By Ryan Velez
Chances are if you’ve been in the workforce for a while or even similar situations in academics or other scenarios, you’ve had to work under a bad leader. Sometimes, what makes a bad leader is hard to pin down, but the consequences of having one often play out in high absenteeism among employees, turnover, low sales, and a lack of effort among employees. None of these are things that you want to deal with as an entrepreneur, and a recent Black Enterprise article provides some insight to make sure you don’t fall into that trap.
Bad leaders come in all types, but the first principle that makes for a good employee is that “to lead them, you need to love them.” This may sound a little holistic but think of it in terms of knowing the people you have working for you and what makes them unique. “They won’t follow you if they don’t believe you respect them, understand them, and can help them get what they want,” explains article author and entrepreneur Jerome D. Love.

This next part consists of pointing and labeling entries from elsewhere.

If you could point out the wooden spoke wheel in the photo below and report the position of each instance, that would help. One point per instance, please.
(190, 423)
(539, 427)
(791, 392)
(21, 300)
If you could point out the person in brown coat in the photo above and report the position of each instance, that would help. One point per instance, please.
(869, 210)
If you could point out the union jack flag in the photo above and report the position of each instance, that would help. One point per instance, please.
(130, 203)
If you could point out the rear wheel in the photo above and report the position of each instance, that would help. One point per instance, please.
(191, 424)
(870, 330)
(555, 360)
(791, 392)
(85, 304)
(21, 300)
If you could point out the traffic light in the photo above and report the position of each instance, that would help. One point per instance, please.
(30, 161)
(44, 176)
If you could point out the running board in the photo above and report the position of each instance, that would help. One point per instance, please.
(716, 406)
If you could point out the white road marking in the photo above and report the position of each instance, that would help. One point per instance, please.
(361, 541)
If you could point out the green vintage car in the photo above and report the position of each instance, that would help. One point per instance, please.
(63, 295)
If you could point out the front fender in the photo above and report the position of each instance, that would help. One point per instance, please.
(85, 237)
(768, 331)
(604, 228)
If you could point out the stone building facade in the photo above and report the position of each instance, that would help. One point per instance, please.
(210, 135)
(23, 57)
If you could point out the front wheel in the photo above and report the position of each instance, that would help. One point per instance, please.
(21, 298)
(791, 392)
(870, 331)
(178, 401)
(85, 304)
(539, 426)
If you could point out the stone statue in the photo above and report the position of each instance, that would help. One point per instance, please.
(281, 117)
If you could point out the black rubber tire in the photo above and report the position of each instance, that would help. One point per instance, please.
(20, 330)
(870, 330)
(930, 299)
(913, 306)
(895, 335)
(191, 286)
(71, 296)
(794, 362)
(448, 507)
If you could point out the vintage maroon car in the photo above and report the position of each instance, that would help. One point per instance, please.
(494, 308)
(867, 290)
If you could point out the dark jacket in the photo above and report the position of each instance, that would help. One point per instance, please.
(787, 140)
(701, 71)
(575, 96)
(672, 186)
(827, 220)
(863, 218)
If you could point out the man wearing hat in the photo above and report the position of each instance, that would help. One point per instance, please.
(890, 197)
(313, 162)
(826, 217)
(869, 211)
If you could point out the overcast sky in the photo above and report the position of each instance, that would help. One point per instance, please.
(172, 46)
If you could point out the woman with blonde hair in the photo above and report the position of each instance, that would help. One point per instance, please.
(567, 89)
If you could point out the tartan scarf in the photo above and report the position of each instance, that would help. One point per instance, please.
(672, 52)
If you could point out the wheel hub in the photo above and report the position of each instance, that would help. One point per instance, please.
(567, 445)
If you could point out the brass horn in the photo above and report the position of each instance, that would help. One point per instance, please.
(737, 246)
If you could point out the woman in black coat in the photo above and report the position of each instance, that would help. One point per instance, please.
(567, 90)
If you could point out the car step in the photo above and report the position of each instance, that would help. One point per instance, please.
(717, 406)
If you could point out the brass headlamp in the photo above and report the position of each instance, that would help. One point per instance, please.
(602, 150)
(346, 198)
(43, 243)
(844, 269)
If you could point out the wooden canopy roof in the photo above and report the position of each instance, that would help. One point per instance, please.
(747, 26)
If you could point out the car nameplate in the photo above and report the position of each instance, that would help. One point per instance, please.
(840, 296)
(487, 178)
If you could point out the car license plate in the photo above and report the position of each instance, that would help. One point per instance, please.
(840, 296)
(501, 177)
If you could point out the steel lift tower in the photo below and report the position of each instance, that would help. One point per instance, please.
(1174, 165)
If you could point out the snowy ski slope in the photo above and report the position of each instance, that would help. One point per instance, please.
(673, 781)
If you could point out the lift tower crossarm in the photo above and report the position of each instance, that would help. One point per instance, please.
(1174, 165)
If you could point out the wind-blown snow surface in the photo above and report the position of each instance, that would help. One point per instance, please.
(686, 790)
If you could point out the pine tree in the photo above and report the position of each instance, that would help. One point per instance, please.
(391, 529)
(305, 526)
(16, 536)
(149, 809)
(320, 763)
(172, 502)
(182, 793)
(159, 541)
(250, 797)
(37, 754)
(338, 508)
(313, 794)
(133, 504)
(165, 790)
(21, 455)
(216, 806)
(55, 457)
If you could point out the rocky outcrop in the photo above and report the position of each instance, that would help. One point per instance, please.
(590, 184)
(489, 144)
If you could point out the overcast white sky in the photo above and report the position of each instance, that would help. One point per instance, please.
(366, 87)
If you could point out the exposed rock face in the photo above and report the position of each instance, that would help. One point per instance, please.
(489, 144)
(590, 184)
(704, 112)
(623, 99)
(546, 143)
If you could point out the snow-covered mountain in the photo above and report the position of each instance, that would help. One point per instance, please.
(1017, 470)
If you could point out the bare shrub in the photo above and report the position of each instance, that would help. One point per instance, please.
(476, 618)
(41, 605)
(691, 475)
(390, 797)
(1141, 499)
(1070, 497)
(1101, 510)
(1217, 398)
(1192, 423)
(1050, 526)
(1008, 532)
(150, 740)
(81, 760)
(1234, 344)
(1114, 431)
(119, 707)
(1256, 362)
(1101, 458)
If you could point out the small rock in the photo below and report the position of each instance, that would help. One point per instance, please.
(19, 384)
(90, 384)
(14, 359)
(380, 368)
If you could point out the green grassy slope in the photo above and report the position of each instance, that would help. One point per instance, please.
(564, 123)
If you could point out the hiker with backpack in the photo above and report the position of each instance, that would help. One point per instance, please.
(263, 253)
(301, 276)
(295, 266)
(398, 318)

To be clear, you’re not the only one in your business who wants to be a good leader. Your employees want that too, even if they don’t articulate it directly. No one wants to work under someone is overbearing, a micromanager, or offensive. The three traits that best sum up what people are looking for in their leaders are honesty, empathy, and vision. For honesty, no one can be effective in their role if they aren’t given the right information. Even if they mess up, they need to know how and why so they can improve. It falls on you to give them that feedback. Empathy helps you deliver these messages. No matter you feel about it, you are not a machine, and neither are your employees. Both sides of the table comprise of people with feelings, and these feelings can be used to motivate or discourage. Vision helps explain why they are doing what they are doing. People who love their jobs rarely love it exclusively for their paycheck. Not do they feel more fulfilled if you provide vision, but they are more motivated and effective a lot of the time.
Admittedly, leadership rarely comes in a planned manner, and many great leaders became great after a baptismal by fire. However, by keeping respectful while learning leadership skills like we’ve mentioned (and yes, leadership has its own suite of skills like any other career path), you will be on the path to effectively getting the best work out of your employees.